A la droite de notre ligne, le 9e d’infanterie légère, appartenant à la 1re division[1], était à demi-portée de fusil des Anglais, sous le mamelon qu’il avait emporté dans la soirée de la veille et qu’il n’avait pu conserver. Il gravit de nouveau ce mamelon, y parvint et prit même, sur son sommet, deux pièces de canon ; mais les Anglais dirigèrent sur lui une de leurs réserves. Il fut mal soutenu par le 24e et le 96e régiment, appartenant à la même division. Ces trois corps avaient déjà subi, la veille, des pertes sérieuses ; ils étaient fort affaiblis. Le ravin ne permettait pas à la 2e division de venir à leur aide. Wellesley le remarqua. Le centre des Anglais, qui avait recueilli la colonne repoussée par notre artillerie au début de l’action, se porta en avant, prit en flanc la 1re division, la chargea à la baïonnette, et cette division fut obligée de rétrograder. Le général Ruffin l’avait mal dirigée, il ne s’était pas conduit lui-même au gré de l’armée. Jusque-là, nous n’avions été engagés que successivement et par attaques successives, décousues, faites au hasard.
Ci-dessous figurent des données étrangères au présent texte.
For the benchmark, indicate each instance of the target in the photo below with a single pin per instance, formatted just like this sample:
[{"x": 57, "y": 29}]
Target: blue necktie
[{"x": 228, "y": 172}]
Cependant la bataille était engagée, on ne pouvait plus la différer, et le 4e corps ne paraissait pas. Il était encore bien loin ; heureusement les Anglais, qui avaient adopté la défensive, n’étaient pas entreprenans. Ils ne surent pas profiter, à ce moment, de la supériorité numérique de leur armée et du désordre de nos attaques, dans lesquelles on engageait nos divisions l’une après l’autre, comme nos corps d’armée. Si les ennemis s’étaient portés en avant, par leur aile droite, qui n’avait que quelques tirailleurs devant elle, le 1er corps se serait trouvé dans une situation critique.

Le général Wellesley, qui connaissait l’ardeur des troupes françaises, avait bien prévu qu’elles viendraient l’attaquer et s’était habilement préparé à les recevoir en fortifiant sa position. Il en fut ainsi malheureusement !

  1. La 1re division était l’ancienne division Dupont, de Friedland, à laquelle on n’avait enlevé que le 32e.